Several St. Louis Metropolitan Police Department officials are telecommuting their supervision of District One officers.

St. Louis, MO – Some officials from the St. Louis Metropolitan Police Department are working from home so they don’t get exposed to coronavirus by interacting with the officers who have been out on the streets.

Sources told Blue Lives Matter that multiple officials in District One are telecommuting during the coronavirus pandemic while the rank-and-file officers have each been handed goggles, one mask, and gloves, but left to buy their own sanitizer to protect themselves as they interact with the public.

“The command staff is worried about contracting the virus from the beat officers,” one source told Blue Lives Matter.

The St. Louis Metropolitan P.D. denied that any officials were telecommuting from home when contacted by Blue Lives Matter.
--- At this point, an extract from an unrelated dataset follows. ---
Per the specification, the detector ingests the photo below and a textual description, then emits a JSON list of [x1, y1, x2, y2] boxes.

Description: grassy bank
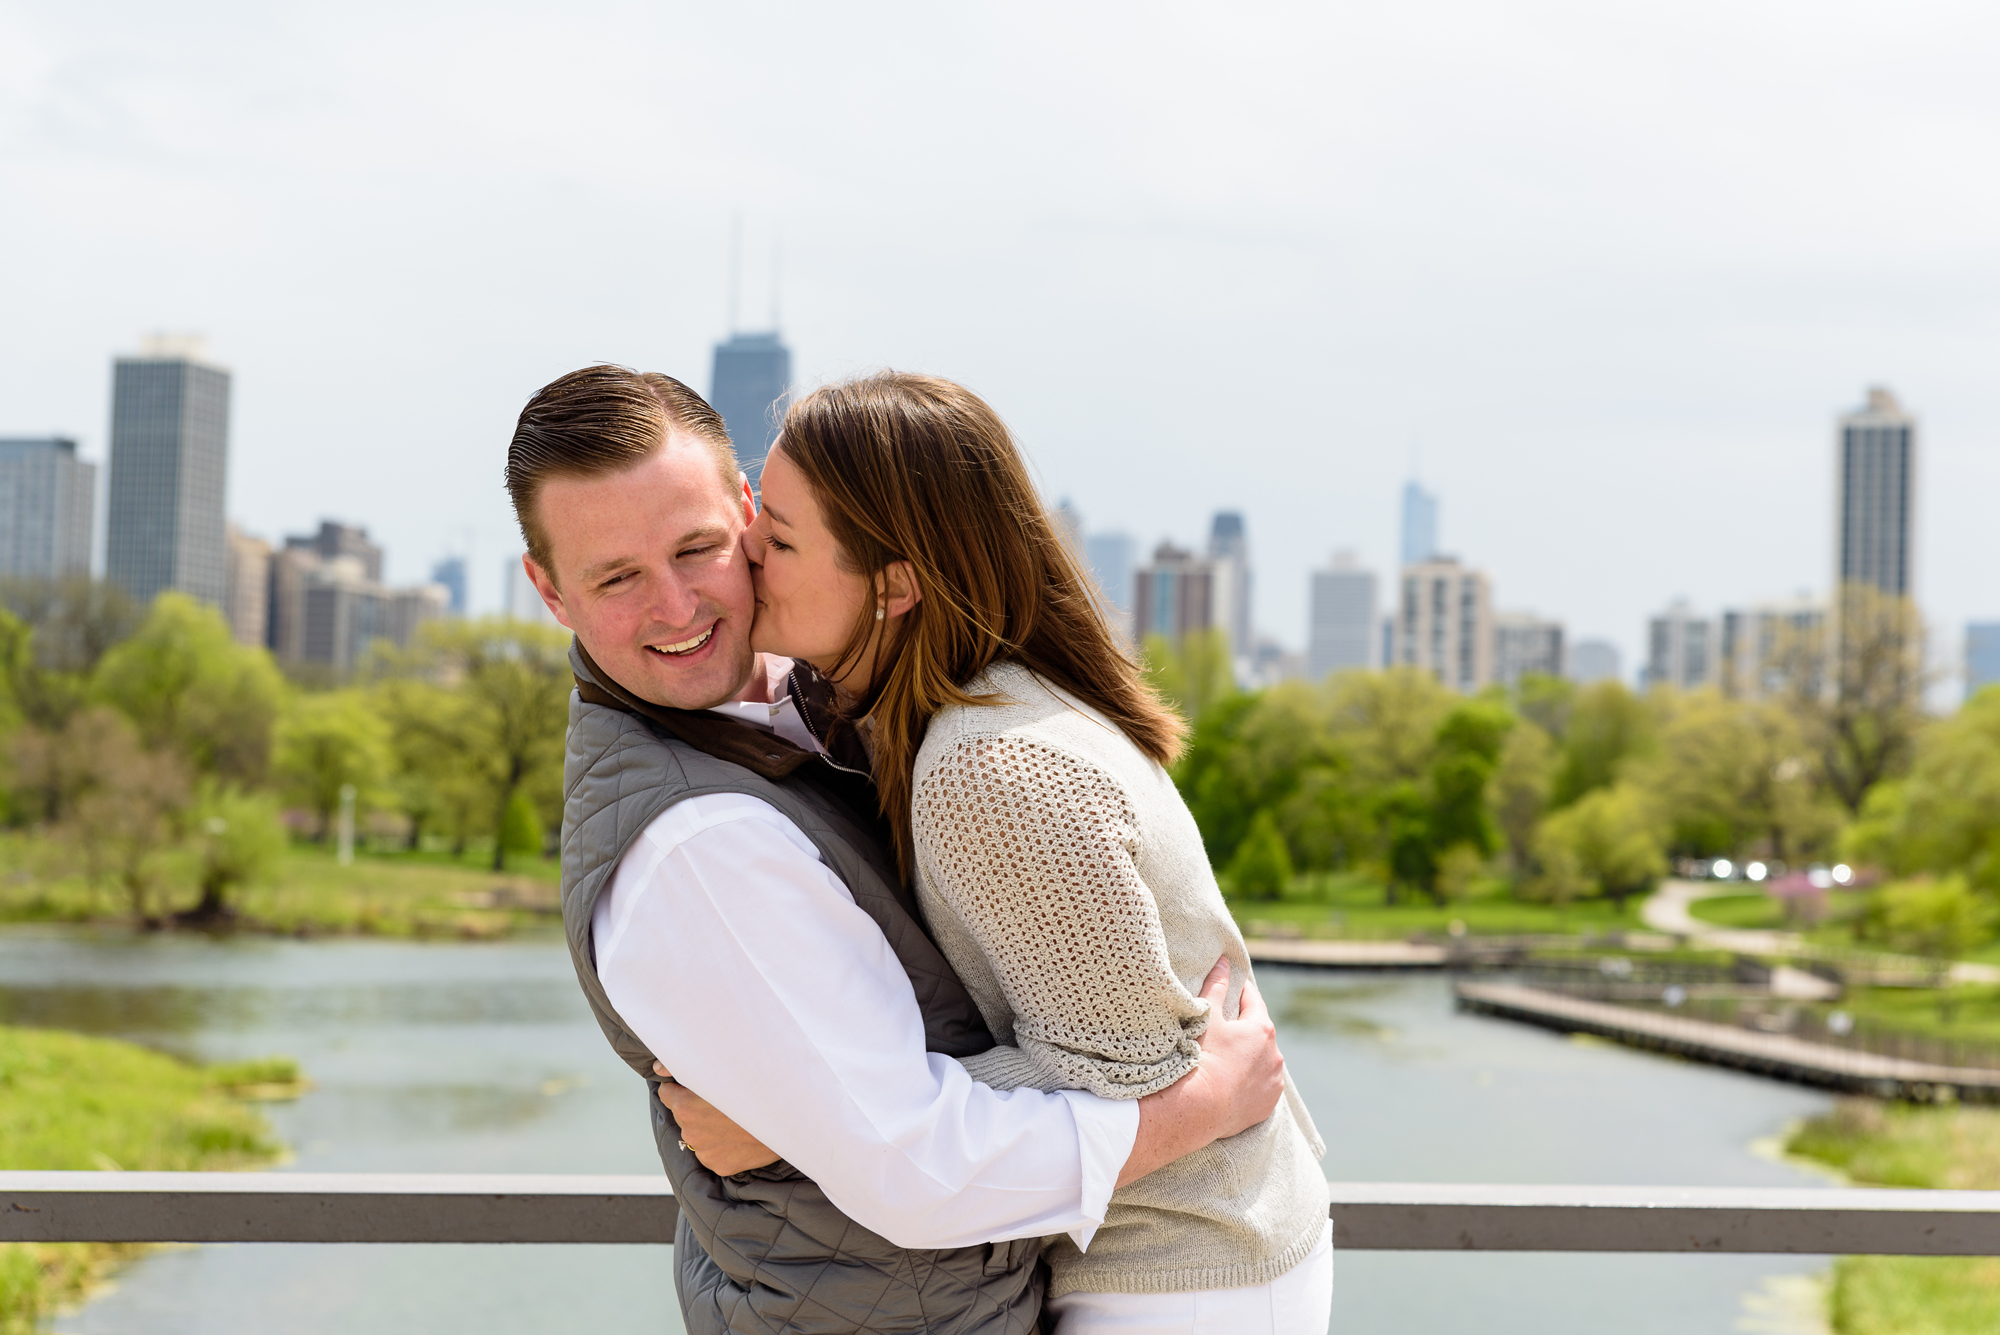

“In the interest of ‘Social Distancing’ all districts have been given the authority to use satellite locations to minimize personal contact,” St. Louis Metropolitan Police Sergeant Keith Barrett told Blue Lives Matter in an email. “This helps reduce the risk of contracting COVID-19 if a member of our department comes in contact with persons that might be infected.”

“With that said no one is working from home,” Sgt. Barrett added.

However, department sources confirmed that at least seven District One officials were logging in from home to supervise officers patrolling the Bevo Mill, Boulevard Heights, Carondelet, Carondelet Park, Holly Hills, Mount Pleasant, Patch, Princeton Heights neighborhoods, as well as portions of Dutchtown and South Hampton.

Blue Lives Matter reached out to the St. Louis Metropolitan Police Department to learn more about how the department is enacting its social distancing protocols, including whether the homes of the officials who are telecommuting have been designated as official “satellite locations,” as Sgt. Barrett’s remarks implied.

We also asked whether those officials all lived within the confines of the police district they were supervising, and whether officials from any other districts had put “satellite offices” in their homes.

Sgt. Barrett responded that “the directive authorized was previously mentioned in my last email.”

There were 502 positive cases of coronavirus in Missouri as of Thursday afternoon, and eight people have died, according to Bing’s COVID-19 Tracker.

Forty-four residents of the city of St. Louis have tested positive and one has died.

The much-larger, adjacent St. Louis County has 173 positive cases and has had one fatality.